Just saw a show called 'doomsday garage'.. I guess the premise is they customize bov's for preppers... this one they did a suburban with a quad n a 50 cal on too.. was pretty kewl


----------



## Cud579 (Apr 26, 2010)

Doomsday garage - I caught about 5 min of thattonight. The suburban was petty neat. I know hubby would have loved to have seen it. 
Doomsday castle. - Yeah what a joke. It is like all the others ..... another shoe to laugh at and correct all their screw ups. Geeze.


----------



## libprepper (Aug 8, 2013)

The prepper, hillbilly, gold rush, Alaska shows basically the same. The work a day folks sitting in front of their credit card bought Walmart 55" LCD/LED TV's in their 3 bed, 1 3/4 bath development row houses laughing at the freak shows. 

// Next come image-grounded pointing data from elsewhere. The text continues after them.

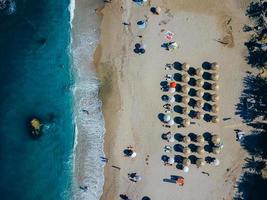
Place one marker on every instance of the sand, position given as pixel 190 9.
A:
pixel 131 95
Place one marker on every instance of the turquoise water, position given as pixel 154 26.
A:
pixel 35 80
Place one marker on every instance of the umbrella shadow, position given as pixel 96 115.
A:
pixel 206 65
pixel 178 148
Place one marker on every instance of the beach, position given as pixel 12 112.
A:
pixel 131 95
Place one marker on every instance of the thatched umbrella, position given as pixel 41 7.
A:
pixel 185 89
pixel 199 82
pixel 186 122
pixel 185 78
pixel 185 99
pixel 215 77
pixel 215 97
pixel 200 93
pixel 186 139
pixel 200 139
pixel 199 103
pixel 186 150
pixel 185 66
pixel 199 72
pixel 200 150
pixel 215 119
pixel 200 162
pixel 200 115
pixel 166 118
pixel 216 150
pixel 186 162
pixel 216 139
pixel 215 108
pixel 215 86
pixel 215 66
pixel 172 90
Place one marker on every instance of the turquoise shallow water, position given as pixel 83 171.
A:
pixel 35 80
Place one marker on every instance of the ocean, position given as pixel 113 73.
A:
pixel 36 80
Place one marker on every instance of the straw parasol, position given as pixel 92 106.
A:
pixel 171 122
pixel 200 139
pixel 173 84
pixel 200 162
pixel 200 103
pixel 185 89
pixel 199 72
pixel 215 86
pixel 185 99
pixel 199 115
pixel 215 97
pixel 185 110
pixel 200 93
pixel 185 78
pixel 186 162
pixel 215 66
pixel 185 66
pixel 166 118
pixel 186 139
pixel 216 150
pixel 186 122
pixel 215 77
pixel 186 150
pixel 199 82
pixel 186 169
pixel 215 119
pixel 216 162
pixel 216 139
pixel 200 150
pixel 172 90
pixel 215 108
pixel 171 99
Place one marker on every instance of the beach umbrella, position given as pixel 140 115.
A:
pixel 199 103
pixel 171 122
pixel 200 150
pixel 185 110
pixel 166 118
pixel 171 161
pixel 199 82
pixel 186 169
pixel 186 162
pixel 186 122
pixel 200 139
pixel 199 72
pixel 171 99
pixel 185 78
pixel 216 162
pixel 172 90
pixel 185 99
pixel 215 108
pixel 185 66
pixel 215 86
pixel 185 89
pixel 199 115
pixel 200 93
pixel 200 162
pixel 216 139
pixel 186 139
pixel 216 150
pixel 215 119
pixel 215 66
pixel 173 84
pixel 215 97
pixel 215 77
pixel 186 150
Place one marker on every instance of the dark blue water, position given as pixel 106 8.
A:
pixel 35 80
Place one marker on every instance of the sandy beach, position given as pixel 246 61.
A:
pixel 131 94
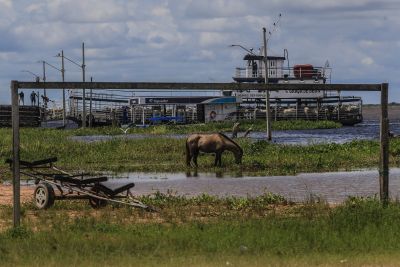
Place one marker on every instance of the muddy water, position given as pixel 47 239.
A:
pixel 334 187
pixel 368 130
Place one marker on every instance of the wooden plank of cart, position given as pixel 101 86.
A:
pixel 48 177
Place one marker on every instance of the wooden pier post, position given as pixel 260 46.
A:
pixel 384 148
pixel 16 154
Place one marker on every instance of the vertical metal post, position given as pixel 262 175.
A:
pixel 90 103
pixel 268 112
pixel 83 89
pixel 384 148
pixel 16 154
pixel 63 79
pixel 44 85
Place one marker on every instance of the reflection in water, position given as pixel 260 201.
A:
pixel 368 130
pixel 189 173
pixel 333 187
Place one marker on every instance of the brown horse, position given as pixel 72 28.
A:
pixel 211 143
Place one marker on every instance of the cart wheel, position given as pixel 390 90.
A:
pixel 97 203
pixel 44 196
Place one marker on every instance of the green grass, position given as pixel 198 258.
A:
pixel 257 125
pixel 159 154
pixel 209 232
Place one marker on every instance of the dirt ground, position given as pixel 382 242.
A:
pixel 370 112
pixel 6 194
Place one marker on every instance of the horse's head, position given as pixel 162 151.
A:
pixel 238 156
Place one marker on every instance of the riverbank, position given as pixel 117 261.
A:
pixel 205 231
pixel 161 154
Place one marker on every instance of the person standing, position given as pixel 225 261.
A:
pixel 33 98
pixel 21 97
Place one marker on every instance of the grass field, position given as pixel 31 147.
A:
pixel 205 231
pixel 150 154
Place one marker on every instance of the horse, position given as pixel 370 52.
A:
pixel 211 143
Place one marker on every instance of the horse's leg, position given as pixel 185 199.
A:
pixel 218 158
pixel 195 154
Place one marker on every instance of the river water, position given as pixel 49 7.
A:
pixel 333 187
pixel 368 130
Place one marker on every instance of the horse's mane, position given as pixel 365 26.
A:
pixel 226 137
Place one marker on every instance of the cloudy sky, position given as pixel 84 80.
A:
pixel 185 40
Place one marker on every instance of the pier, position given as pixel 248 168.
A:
pixel 30 116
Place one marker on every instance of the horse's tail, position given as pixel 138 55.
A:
pixel 188 156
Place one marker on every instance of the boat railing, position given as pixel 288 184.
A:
pixel 284 72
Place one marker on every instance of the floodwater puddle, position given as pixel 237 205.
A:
pixel 368 130
pixel 334 187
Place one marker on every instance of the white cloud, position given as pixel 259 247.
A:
pixel 127 39
pixel 367 61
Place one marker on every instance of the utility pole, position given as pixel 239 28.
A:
pixel 268 112
pixel 63 79
pixel 44 84
pixel 83 89
pixel 90 103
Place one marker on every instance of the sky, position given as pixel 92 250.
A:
pixel 188 41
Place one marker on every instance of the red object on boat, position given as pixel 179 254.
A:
pixel 303 71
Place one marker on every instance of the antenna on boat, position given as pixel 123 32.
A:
pixel 275 26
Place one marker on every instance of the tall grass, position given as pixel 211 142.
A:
pixel 355 232
pixel 167 154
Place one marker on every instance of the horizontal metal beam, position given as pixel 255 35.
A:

Too bad there isn't a real prepper / survivalist show on one of the channels that was truly informative. Guess it wouldn't get the demographics of the current crop of flying circus doomsday shows.


----------



## CoffeeTastic (Apr 12, 2013)

I guess it doesn't really count, but I think Survivorman is a real survivalist show when it comes to surviving being suddenly stranded in the middle of nowhere. I've been watching the one where Les is stranded in Norway lately.


----------



## VUnder (Sep 1, 2011)

I'd have made the castle half that size with the walls twice as thick. Trebuchet is a bad idea. If someone attacks the castle, it will be a group. If you have to fall back inside, there is your enemy outside your castle with a trebuchet....not a good scenario. Too many window holes. Hinges too weak on the door. Thousand wonders that oldest boy didn't get killed when he stood that tractor up on that door.


----------



## BlueShoe (Aug 7, 2010)

LincTex said:


> It looks like they have some pretty girls lined up to bring in with them!


BINGO!


Genevieve said:


> pretty is as pretty does hun.
> 
> can they run a trot line? can they clean what they catch? can they cook what they catch?
> can they field dress an animal that they killed? can they bring it back and then clean it and cook it or preserve it for later?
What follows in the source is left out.